Here’s a plausible implementation of the ConcertService in a finally-tagless fashion:

class ConcertRepo[F[_]] {
  def findById(id: UUID): F[Option[Concert]] = ???
}

class ConcertServiceProvider[F[_]: AuthService: ConcertRepo](
  implicit 
  me: MonadError[F, ServiceError]
) extends ConcertService[F] {
  override def findOne(authToken: AuthToken, id: UUID): ServiceResponse[Option[Concert]] = {
    (for {
      user    <- EitherT(AuthService[F].authenticate(authToken))
      concert <- EitherT(ConcertRepo[F].findById(id).attempt)
    } yield concert.filter(c => c.published || c.authorId == user.id)).value
  }
}

The client side

In JavaScript-land, where there’s only one thread available, asynchronous calls are often modelled as callbacks.
Instead of blocking for the results, you could pass a function that will be called whenever the result becomes available (the callback function).

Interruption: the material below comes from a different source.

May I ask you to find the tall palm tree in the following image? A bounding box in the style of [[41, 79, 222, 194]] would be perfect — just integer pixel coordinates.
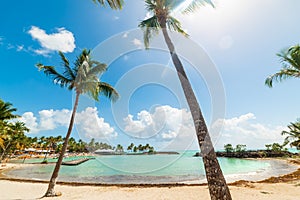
[[139, 0, 231, 200], [37, 49, 119, 197], [265, 45, 300, 87], [93, 0, 124, 10], [0, 99, 19, 121], [281, 119, 300, 150]]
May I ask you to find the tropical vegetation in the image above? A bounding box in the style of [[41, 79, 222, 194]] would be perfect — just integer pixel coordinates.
[[37, 49, 118, 197], [265, 45, 300, 87], [265, 44, 300, 149], [139, 0, 231, 200], [0, 99, 29, 162], [281, 119, 300, 150]]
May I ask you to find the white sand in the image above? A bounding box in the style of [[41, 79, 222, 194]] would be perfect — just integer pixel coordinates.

If we combine this concept with the idea of an IO that will encapsulate side effects (called Callback in this case), we end up with the following type signature:

type ServiceCallback[A] = (Either[ServiceError, A] => Callback) => Callback

Here’s a plausible implementation for the ConcertService client:

object ConcertServiceConsumer extends ConcertService[ServiceCallback] {
  override def findOne(authToken: AuthToken, id: UUID): ServiceResponse[Option[Concert]] = {
    (handler: Either[ServiceError, Option[Concert]] => Callback) => {
      Ajax("GET", s"/concert/$id")
        .setRequestContentTypeJsonUtf8
        .setRequestHeader("Authorization", s"Bearer $authToken")
        .onComplete(response => response.status match {
          case success if success >= 200 && success < 300 => 
            parse[Concert](response)(concert => callback(Right(Some(concert))))
          case 404 => 
            callback(Right(None))
          case code =>
            parse[ServiceError](response)(error => callback(Left(error)))
        })
        .asCallback
    }
  }
  
  private def parse[A: Decoder](response: XMLHttpRequest)(handler: A => Callback): Callback =
    decode[A](response.responseText) match {
      case Left(error) => Callback.throwException(error)  // cannot parse the response
      case Right(a) => callback(a)
    }
}

And here’s an example of how to use the client:

val sideEffect: Callback = ConcertServiceConsumer.findOne(authToken, id) {
  case Right(Some(concert)) => Callback(println("Found :)"))
  case Right(None) => Callback(println("Not found :S"))
  case Left(error) => Callback(println("That did not work :'("))
}

Exactly like an IO, the code above is referential transparent, nothing will happen until it’s run.